Because the docket for the Maine legislature only becomes clear a few weeks before its annual spring session, Carlson doesn’t know precisely what her next campaign will be. But she knows that she’ll keep her sights on hazardous wax. Nordic racers everywhere still have large caches of fluoro malingering in their wax kits, and despite the ban ski shops are still selling the stuff. There’s little doubt that a few cheaters will fluoro up this winter, and unwitting recreational skiers will surely be bamboozled into buying the stuff. Meanwhile, of course, the old fluoro remains in the soil at Quarry Road—just as it does at myriad other cross-country ski spots worldwide.

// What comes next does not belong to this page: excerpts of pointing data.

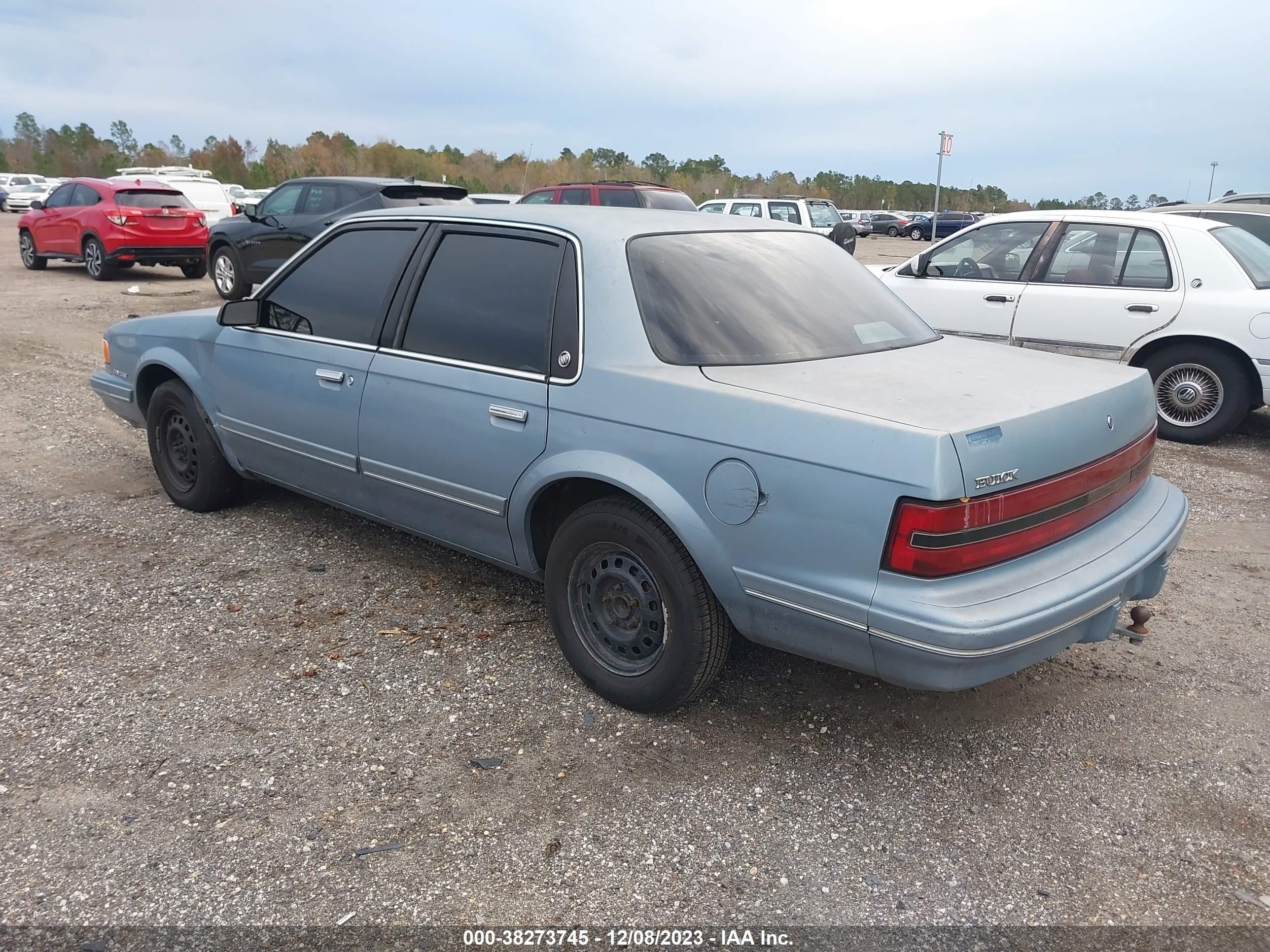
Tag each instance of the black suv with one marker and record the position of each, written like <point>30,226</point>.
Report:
<point>248,248</point>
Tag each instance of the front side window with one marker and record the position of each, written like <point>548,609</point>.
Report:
<point>1109,256</point>
<point>762,298</point>
<point>619,197</point>
<point>60,197</point>
<point>823,215</point>
<point>281,201</point>
<point>487,300</point>
<point>991,253</point>
<point>340,291</point>
<point>784,211</point>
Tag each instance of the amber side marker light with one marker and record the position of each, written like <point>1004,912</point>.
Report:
<point>944,539</point>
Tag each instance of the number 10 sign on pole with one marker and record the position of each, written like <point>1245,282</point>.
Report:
<point>945,149</point>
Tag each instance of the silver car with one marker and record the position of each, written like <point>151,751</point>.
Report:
<point>684,426</point>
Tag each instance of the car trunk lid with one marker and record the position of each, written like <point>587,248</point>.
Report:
<point>1014,415</point>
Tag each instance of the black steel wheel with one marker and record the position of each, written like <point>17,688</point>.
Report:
<point>630,610</point>
<point>187,460</point>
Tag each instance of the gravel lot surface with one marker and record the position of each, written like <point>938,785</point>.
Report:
<point>204,716</point>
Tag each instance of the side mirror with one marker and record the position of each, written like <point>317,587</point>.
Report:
<point>241,314</point>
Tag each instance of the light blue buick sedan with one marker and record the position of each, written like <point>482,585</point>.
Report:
<point>684,426</point>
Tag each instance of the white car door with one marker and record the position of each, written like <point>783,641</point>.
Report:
<point>972,283</point>
<point>1104,287</point>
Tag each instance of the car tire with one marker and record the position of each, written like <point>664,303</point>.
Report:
<point>27,250</point>
<point>228,274</point>
<point>1202,393</point>
<point>96,262</point>
<point>190,464</point>
<point>632,611</point>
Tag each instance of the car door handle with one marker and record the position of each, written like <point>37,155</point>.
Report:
<point>508,413</point>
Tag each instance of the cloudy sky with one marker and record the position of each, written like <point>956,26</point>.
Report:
<point>1046,98</point>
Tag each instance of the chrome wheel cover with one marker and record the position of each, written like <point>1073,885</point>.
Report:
<point>224,274</point>
<point>1189,395</point>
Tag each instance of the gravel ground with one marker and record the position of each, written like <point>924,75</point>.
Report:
<point>204,717</point>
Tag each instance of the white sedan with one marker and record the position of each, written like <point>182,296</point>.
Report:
<point>1187,299</point>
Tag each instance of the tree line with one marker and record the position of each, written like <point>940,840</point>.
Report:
<point>78,150</point>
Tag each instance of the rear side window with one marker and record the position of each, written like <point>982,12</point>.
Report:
<point>619,197</point>
<point>784,211</point>
<point>340,291</point>
<point>487,300</point>
<point>151,199</point>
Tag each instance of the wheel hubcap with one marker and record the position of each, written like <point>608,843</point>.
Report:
<point>224,274</point>
<point>179,450</point>
<point>616,609</point>
<point>1189,395</point>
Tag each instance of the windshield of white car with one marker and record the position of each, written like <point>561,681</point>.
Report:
<point>823,215</point>
<point>737,298</point>
<point>151,199</point>
<point>1249,250</point>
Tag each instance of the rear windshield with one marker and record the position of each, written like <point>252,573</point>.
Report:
<point>1249,250</point>
<point>151,199</point>
<point>675,201</point>
<point>398,196</point>
<point>750,298</point>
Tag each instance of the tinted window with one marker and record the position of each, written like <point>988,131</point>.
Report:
<point>151,199</point>
<point>320,200</point>
<point>487,299</point>
<point>60,197</point>
<point>1256,224</point>
<point>619,197</point>
<point>669,200</point>
<point>784,211</point>
<point>762,298</point>
<point>85,196</point>
<point>340,290</point>
<point>281,201</point>
<point>1253,256</point>
<point>991,253</point>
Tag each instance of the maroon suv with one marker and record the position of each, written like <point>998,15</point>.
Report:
<point>621,195</point>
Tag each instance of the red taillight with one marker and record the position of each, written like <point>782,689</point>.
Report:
<point>942,539</point>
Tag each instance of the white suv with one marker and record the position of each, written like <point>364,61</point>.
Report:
<point>1187,299</point>
<point>816,214</point>
<point>204,192</point>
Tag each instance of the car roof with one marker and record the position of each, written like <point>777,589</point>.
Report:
<point>1094,216</point>
<point>590,223</point>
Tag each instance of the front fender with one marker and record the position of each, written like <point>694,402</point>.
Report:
<point>645,485</point>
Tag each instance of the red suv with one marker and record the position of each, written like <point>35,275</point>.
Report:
<point>112,225</point>
<point>623,195</point>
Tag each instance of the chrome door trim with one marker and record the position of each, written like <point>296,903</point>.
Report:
<point>290,450</point>
<point>465,365</point>
<point>988,651</point>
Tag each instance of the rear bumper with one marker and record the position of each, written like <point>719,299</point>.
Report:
<point>146,254</point>
<point>953,634</point>
<point>117,395</point>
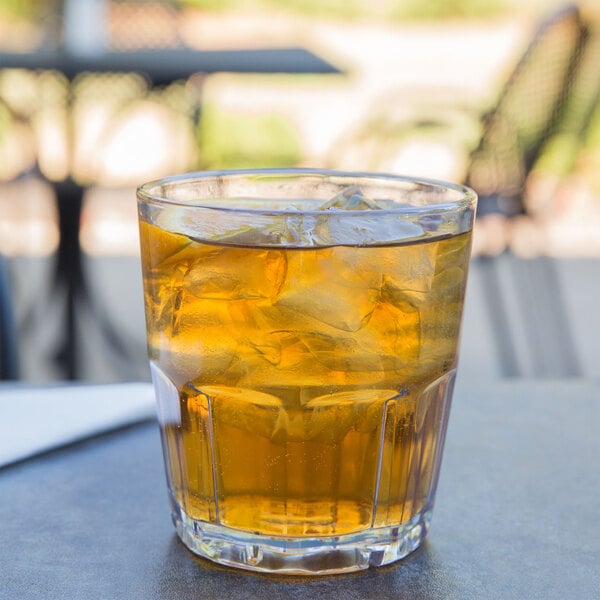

“If we go back and test over, say, a 10-year time frame,” Carlson said, “we can see if ski racers are complying with the new regulations. We can look at our first test as a worst-case baseline, and we can look at how PFAS break down in the soil and water. They won’t go away from the world—they’ll get blown toward the Arctic, on the wind; they’ll get into the water—but they could become less present at Quarry Road. And they could, over many years, break down in the soil.
There’s still a lot we don’t know about PFAS,” Carlson said. “That’s why we need to keep paying attention.”